Last, you need to type correct commands for the container creation. We put them together in a script, which is below. Be aware of the sandbox flag, that makes installation of additional packages inside the container possible, but might lead to issues with copying the container.

#!/bin/sh

CONTAINER=ubuntu2010.simg
rm -rf $CONTAINER
sudo singularity build --sandbox $CONTAINER container2010.cfg

You can then always start the container by typing the following command in the same directory. We like to keep it in a script as well.

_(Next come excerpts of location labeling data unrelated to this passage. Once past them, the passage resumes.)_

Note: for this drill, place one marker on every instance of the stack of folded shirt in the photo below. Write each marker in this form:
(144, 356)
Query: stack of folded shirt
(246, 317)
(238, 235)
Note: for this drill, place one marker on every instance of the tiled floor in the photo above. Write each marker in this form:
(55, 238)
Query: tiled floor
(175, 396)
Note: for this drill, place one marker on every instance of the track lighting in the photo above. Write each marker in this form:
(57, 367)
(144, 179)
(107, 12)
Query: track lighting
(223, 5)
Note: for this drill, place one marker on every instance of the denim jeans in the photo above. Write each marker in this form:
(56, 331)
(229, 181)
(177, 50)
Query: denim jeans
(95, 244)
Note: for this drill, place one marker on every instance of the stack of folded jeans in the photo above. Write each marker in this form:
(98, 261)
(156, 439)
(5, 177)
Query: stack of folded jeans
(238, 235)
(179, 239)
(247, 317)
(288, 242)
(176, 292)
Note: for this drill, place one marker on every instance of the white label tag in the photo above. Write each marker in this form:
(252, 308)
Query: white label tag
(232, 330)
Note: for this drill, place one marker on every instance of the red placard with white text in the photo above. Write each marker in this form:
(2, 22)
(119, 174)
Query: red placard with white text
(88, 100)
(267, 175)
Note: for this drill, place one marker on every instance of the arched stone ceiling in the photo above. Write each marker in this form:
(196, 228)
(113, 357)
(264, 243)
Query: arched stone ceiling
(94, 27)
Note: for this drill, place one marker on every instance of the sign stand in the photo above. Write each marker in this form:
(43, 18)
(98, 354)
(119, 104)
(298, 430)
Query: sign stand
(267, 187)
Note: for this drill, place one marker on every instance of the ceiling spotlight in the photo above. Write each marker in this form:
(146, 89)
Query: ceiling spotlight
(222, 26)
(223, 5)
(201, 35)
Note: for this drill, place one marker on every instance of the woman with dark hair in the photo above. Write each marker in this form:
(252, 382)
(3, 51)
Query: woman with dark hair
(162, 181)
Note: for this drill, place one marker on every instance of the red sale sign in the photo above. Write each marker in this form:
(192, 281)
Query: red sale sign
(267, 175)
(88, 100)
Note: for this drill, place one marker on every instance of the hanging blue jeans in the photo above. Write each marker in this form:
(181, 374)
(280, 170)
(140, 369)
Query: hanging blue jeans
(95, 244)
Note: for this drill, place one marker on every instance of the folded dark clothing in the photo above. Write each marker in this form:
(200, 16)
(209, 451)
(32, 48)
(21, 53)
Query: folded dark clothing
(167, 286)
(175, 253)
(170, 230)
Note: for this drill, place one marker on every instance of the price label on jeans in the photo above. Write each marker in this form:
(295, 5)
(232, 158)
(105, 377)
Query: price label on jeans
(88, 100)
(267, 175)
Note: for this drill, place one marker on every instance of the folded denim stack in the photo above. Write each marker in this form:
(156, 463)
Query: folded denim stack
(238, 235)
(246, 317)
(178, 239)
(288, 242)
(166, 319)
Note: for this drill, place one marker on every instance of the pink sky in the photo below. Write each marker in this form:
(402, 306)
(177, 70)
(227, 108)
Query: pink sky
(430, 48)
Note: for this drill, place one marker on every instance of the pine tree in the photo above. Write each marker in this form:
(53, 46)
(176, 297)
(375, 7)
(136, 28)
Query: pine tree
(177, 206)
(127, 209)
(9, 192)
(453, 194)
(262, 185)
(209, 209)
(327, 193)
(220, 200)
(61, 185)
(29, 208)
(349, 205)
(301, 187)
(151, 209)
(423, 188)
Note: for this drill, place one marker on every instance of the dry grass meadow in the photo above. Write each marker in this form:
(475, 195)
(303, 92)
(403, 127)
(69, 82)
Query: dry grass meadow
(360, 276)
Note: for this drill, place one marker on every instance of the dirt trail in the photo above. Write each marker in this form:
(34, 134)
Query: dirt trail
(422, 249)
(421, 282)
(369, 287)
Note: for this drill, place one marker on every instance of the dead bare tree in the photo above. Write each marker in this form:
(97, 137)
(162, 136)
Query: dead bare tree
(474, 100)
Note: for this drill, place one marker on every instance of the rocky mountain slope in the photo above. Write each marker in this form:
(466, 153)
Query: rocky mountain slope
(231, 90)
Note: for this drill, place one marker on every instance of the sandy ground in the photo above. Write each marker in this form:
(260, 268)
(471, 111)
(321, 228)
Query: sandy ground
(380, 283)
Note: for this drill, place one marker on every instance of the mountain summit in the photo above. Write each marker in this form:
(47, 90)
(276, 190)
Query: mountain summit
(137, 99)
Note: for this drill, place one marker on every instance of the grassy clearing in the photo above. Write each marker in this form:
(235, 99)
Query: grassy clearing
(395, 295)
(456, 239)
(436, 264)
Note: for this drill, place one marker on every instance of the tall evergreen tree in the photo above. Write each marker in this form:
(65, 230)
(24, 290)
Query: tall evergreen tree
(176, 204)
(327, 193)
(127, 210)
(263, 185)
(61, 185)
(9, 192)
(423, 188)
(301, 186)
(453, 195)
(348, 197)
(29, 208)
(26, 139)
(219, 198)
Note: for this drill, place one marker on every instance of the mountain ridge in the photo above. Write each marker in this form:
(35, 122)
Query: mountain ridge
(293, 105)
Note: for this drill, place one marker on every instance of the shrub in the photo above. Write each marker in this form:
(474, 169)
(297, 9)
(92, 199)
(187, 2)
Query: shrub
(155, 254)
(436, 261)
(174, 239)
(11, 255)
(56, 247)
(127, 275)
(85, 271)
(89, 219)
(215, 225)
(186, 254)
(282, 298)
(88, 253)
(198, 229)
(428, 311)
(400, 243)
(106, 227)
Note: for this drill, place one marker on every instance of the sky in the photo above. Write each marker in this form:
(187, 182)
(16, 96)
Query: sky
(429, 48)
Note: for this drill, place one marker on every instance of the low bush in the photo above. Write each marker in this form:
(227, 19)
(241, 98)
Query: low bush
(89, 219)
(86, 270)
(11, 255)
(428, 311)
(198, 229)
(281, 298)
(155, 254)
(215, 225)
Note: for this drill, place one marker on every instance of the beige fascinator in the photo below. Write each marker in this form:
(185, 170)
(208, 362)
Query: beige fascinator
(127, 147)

$ singularity shell -c -B /home/,/mnt/,/remote/ -s /bin/bash -H /home/USERNAME/ --writable ./ubuntu2010.simg

Please look into the Singularity manual for details of above command. You might have to adapt several paths, according to your system. E.g. with the -B flag, you can bin directories from the server within the the container, you will need this for accessing data. In this example, the data we want to access is in /mnt/ and /remote/. However, sometimes the binding is incompatible with the –writeable flag, which makes the installation of additional packages possible. In this case, you need to start either with –writeable or with the mounted folder.

Notebooks on a Server

Large scale data processing is typically not done locally but on a remote server. In case we have no X forwarding available for the remote server, we can still use Jupyter Notebooks for easily accessible visualizations. A very simple, 3-step description how to run a notebook on a server, but get the output in you local browser, can be found on this homepage: https://ljvmiranda921.github.io/notebook/2018/01/31/running-a-jupyter-notebook/

In case you run on a server with SLURM (e.g. the CLIP in Vienna), here is a tutorial for how to start the jupyter notebook with SLURM: https://alexanderlabwhoi.github.io/post/2019-03-08_jpn-slurm/

Virtual Terminal

In case you are working on a server and experience troubles due to an instable internet connection, or need to run scripts and shutdown your machine while they are running, you can use a virtual terminal multiplexer. We like to use ´screen´ (https://linuxize.com/post/how-to-use-linux-screen/). You can start screen on the server, before executing your scripty or starting up your Jupyter kernel. The screen session keeps running, even if you disconnect the ssh connection to the server. At any later point, you can reattach to the screen session and continue working or watch outputs of your scripts.

Contents of HDF5 Files

There are several tools to view the contents of HDF5 files. For local work or if X-forwarding is available, we recommend HDFView and VITables. If the contents must be listed directly in the command line, we recommend h5dump and h5ls.

Remote Visualization

Many server clusters provide a remote visualization service for Jupyter Notebooks, eg. the MPCDF (https://rvs.mpcdf.mpg.de/) and the CLIP (https://jupyterhub.vbc.ac.at/hub/home, VPN needed). We like to use these services for all interactive work

(creation of SEV, Filter, …) and scripts for long-lasting jobs (triggering, fit and feature pipelines, …).

Debugging

A usefull tool for debugging code is the library IPython pdb (https://pypi.org/project/ipdb/). This library exports functions to access the IPython debugger, which features tab completion, syntax highlighting, better tracebacks, better introspection with the same interface as the pdb module.

$ pip install ipdb

Adding the line

import ipdb; ipdb.set_trace()

any where in your code halts the execution and lets insert and execute additional lines.